Of Bach’s two surviving Passions, the St John is smaller than the majestic St Matthew, but makes up for it by being the more intensely dramatic and operatic focussing as it does on Christ’s trial. As Bach’s succeeding recitatives, chorales and arias offer up ever-shifting prisms for contemplation, it stands as one of the most heavenly sublimations of the gospel story ever.

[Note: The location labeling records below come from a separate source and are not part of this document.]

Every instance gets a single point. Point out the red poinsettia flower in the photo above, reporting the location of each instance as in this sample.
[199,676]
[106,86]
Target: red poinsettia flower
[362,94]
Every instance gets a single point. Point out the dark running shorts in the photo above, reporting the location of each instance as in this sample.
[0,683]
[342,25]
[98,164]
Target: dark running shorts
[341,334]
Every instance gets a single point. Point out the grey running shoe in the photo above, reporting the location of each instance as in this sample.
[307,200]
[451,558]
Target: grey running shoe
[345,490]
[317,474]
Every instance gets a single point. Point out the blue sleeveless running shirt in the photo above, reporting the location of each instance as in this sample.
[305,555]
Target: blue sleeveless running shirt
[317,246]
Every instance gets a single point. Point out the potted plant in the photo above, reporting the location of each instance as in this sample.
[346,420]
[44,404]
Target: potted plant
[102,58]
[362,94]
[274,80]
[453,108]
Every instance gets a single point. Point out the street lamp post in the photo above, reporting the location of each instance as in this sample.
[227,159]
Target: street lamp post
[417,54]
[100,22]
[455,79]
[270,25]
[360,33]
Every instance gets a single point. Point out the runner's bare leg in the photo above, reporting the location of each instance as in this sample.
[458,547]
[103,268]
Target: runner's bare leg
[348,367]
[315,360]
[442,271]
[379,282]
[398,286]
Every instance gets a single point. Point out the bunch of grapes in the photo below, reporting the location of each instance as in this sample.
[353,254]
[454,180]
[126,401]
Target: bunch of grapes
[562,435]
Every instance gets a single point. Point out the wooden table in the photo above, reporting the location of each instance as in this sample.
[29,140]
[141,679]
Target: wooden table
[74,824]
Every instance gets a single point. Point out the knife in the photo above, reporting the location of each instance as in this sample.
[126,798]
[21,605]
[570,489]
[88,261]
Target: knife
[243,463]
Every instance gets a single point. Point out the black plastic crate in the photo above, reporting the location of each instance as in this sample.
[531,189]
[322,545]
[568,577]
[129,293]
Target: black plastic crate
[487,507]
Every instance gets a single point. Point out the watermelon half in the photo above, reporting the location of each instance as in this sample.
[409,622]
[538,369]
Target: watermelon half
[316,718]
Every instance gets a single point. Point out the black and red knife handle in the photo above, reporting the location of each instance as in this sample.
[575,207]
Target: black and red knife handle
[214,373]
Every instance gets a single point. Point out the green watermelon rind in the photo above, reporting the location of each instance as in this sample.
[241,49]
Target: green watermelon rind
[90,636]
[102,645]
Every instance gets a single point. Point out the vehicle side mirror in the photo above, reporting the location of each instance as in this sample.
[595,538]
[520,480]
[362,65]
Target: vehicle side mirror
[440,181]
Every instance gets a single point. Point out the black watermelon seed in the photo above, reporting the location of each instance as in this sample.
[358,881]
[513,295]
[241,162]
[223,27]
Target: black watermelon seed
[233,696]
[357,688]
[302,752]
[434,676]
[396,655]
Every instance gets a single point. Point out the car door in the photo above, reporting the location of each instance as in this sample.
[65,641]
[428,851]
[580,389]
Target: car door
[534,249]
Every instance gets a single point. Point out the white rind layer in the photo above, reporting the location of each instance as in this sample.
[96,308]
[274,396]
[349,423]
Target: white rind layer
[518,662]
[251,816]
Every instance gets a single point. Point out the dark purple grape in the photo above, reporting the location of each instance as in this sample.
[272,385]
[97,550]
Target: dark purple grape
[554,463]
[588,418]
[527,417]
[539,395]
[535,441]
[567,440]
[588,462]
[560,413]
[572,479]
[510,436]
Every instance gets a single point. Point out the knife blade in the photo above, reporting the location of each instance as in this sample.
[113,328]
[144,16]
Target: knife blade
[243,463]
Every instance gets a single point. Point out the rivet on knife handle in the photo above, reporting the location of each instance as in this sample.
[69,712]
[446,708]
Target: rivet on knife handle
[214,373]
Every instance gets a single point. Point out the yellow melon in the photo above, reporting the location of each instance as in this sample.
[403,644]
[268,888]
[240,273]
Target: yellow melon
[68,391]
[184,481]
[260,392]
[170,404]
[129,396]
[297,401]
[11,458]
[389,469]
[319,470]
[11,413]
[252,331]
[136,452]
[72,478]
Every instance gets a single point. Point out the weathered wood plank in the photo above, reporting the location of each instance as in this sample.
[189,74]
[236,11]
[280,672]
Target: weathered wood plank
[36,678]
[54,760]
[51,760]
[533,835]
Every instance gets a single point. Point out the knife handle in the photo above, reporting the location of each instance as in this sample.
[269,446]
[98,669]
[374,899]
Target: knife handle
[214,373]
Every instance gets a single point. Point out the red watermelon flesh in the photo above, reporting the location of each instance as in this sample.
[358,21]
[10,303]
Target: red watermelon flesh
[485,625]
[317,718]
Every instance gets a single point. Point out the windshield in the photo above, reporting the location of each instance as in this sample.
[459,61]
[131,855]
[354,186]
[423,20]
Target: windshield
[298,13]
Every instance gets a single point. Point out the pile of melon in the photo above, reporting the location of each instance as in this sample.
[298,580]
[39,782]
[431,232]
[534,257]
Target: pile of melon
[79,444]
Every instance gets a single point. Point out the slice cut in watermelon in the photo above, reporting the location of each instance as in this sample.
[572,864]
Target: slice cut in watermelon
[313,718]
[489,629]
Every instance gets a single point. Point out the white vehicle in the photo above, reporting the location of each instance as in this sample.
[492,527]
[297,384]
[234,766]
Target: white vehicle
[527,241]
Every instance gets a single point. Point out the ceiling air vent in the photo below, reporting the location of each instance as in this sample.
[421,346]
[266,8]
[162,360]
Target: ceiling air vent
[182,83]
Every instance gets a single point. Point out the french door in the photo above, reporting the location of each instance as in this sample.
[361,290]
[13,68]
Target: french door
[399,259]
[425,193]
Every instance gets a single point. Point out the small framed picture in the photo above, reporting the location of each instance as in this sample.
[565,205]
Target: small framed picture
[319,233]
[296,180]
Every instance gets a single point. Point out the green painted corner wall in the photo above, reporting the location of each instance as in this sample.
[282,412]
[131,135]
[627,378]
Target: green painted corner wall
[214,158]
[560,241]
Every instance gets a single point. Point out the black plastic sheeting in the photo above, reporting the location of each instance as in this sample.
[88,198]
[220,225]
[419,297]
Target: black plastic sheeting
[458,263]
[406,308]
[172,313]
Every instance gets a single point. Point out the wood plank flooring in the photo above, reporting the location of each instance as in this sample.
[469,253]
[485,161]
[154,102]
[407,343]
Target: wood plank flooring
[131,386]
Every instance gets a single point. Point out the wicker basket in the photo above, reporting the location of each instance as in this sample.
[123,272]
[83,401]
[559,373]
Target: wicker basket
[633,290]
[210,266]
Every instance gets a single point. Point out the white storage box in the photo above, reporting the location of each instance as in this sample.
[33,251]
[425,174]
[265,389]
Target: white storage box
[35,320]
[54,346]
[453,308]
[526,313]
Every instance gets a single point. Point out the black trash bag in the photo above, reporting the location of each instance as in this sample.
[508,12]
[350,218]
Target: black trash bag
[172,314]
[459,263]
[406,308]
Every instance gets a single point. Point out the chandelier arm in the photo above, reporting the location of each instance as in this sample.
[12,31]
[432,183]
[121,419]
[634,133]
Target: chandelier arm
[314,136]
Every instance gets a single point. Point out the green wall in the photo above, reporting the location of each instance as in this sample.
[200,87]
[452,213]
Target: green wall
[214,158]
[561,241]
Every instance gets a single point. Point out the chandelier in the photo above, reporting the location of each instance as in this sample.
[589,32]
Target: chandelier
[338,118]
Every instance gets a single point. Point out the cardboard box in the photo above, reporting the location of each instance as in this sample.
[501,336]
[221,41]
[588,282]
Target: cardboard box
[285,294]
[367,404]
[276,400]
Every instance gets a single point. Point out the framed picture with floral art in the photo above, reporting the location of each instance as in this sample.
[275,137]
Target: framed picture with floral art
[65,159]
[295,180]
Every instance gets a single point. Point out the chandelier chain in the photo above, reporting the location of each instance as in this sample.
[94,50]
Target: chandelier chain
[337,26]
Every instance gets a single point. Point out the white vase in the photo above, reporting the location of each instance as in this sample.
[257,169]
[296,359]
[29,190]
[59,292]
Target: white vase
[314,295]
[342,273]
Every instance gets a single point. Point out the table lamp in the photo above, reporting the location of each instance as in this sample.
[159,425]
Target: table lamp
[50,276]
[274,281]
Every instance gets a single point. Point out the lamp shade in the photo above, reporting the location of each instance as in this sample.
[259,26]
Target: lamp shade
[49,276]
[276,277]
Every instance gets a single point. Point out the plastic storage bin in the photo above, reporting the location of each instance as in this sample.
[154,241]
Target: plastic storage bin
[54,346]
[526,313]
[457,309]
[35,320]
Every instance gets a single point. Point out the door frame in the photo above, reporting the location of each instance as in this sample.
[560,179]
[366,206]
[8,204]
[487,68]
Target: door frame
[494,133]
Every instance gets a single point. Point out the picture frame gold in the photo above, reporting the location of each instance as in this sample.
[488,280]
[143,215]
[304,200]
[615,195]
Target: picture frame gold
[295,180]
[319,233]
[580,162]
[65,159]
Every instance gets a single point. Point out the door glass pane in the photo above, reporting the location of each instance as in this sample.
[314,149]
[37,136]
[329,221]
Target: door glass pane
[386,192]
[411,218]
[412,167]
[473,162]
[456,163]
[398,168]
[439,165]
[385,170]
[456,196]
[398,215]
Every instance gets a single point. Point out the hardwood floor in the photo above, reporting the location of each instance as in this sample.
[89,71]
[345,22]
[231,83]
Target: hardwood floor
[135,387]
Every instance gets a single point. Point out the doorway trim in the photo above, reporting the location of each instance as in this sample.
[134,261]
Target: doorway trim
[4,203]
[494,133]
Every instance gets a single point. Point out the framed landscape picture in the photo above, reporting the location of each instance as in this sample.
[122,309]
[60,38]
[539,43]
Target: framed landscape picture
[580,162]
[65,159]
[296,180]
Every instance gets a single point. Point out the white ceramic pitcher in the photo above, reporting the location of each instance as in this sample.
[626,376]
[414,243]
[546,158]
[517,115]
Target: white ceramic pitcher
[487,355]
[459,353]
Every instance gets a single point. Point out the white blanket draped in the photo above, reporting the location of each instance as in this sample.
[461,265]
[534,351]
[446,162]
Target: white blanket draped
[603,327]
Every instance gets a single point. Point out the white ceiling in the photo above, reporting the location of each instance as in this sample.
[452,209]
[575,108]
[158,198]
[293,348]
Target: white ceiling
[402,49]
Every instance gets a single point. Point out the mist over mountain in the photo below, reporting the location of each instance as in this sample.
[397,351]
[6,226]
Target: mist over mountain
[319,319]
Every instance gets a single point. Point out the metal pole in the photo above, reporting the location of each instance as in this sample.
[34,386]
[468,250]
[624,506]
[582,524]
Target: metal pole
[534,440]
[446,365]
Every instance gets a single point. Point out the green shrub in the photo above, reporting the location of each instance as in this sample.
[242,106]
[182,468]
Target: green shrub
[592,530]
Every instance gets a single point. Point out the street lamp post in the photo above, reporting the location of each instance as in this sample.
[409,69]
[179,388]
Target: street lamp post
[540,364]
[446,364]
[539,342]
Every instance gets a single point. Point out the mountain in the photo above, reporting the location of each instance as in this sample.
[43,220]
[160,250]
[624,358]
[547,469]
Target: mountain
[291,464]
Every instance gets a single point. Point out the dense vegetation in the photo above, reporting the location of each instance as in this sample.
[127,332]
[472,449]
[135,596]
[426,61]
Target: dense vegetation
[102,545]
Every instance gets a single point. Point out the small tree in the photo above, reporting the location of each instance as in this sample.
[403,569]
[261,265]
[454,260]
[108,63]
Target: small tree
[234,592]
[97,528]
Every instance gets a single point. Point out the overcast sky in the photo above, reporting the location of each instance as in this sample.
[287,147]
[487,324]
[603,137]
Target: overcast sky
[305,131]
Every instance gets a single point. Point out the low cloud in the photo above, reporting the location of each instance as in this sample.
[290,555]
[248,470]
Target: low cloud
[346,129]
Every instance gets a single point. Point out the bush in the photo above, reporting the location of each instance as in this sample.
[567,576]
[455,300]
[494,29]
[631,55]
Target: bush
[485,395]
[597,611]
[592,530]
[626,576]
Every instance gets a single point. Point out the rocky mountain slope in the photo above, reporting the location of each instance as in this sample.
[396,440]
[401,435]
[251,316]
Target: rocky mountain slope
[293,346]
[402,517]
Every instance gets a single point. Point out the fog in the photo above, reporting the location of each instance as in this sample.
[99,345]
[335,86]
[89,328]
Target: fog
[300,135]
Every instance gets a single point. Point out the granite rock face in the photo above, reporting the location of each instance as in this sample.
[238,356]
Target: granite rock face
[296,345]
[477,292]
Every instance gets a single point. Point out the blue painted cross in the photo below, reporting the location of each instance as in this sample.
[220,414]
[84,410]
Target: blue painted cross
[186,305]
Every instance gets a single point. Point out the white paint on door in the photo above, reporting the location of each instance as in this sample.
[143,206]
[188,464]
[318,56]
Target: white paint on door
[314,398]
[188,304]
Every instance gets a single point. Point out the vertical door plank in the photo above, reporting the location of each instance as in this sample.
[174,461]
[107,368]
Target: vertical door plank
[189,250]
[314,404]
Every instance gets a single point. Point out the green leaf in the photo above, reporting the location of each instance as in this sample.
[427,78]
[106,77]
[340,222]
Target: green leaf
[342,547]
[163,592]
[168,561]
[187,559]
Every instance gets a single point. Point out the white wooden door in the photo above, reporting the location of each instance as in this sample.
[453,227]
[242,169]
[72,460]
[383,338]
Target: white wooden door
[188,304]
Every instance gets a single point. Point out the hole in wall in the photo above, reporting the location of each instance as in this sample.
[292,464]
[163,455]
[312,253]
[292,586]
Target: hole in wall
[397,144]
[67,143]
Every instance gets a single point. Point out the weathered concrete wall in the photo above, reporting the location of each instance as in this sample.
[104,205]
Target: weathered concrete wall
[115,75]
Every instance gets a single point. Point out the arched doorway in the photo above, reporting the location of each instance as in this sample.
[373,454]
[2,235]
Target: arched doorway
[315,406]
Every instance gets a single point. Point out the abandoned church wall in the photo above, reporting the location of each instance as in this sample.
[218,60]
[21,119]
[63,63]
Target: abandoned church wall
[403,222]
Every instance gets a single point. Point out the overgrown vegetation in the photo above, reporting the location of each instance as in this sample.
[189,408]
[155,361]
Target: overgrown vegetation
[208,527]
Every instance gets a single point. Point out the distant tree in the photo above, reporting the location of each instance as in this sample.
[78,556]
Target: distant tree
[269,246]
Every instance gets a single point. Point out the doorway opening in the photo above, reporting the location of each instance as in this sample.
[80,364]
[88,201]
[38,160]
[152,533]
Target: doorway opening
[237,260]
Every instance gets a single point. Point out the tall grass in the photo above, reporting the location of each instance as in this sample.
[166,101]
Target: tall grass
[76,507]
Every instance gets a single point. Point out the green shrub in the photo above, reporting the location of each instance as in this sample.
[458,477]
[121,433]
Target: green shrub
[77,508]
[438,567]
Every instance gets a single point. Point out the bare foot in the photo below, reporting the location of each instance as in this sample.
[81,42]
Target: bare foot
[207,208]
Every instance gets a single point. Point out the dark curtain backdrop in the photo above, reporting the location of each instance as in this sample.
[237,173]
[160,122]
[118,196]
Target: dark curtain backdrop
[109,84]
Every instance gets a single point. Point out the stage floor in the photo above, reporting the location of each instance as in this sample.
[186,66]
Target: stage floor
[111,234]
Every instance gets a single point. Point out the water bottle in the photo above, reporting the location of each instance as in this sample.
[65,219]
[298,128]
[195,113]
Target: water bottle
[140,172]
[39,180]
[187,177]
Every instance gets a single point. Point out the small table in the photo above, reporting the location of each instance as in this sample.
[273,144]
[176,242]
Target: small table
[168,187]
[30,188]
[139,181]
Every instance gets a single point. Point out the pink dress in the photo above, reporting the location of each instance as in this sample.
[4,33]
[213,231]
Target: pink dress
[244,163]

Tenor Mark Padmore, for years our superlative evangelist, pondered how this much-loved, almost over-familiar work can ever be heard afresh in a modern, secular age. His brilliant solution was to have compelling actor Simon Russell Beale open with “In the beginning…”, and read from TS Eliot’s “Ash Wednesday”, and “Psalm 22”, an engagement of verbal intelligence which chimed perfectly with Bach’s musical insights. Concluding the work, just as Bach did, with Jacob Handl’s meditative motet “Behold how the just man dies”, written 150 years earlier, enriched the context further.
Each moment – collective or individual – was exquisitely characterised by the 12 singers and the Britten Sinfonia, as for example in the desolate “Es ist vollbracht” with alto Eleanor Minney and Reiko Ichise’s viola da gamba. While basses Tim Dickinson made a gravely noble Christ and Eamonn Dougan a sympathetic Pilate, one can only marvel at Padmore’s total command of every inflection in a performance refined to its quintessence. It was one of the most moving realisations I’ve ever heard.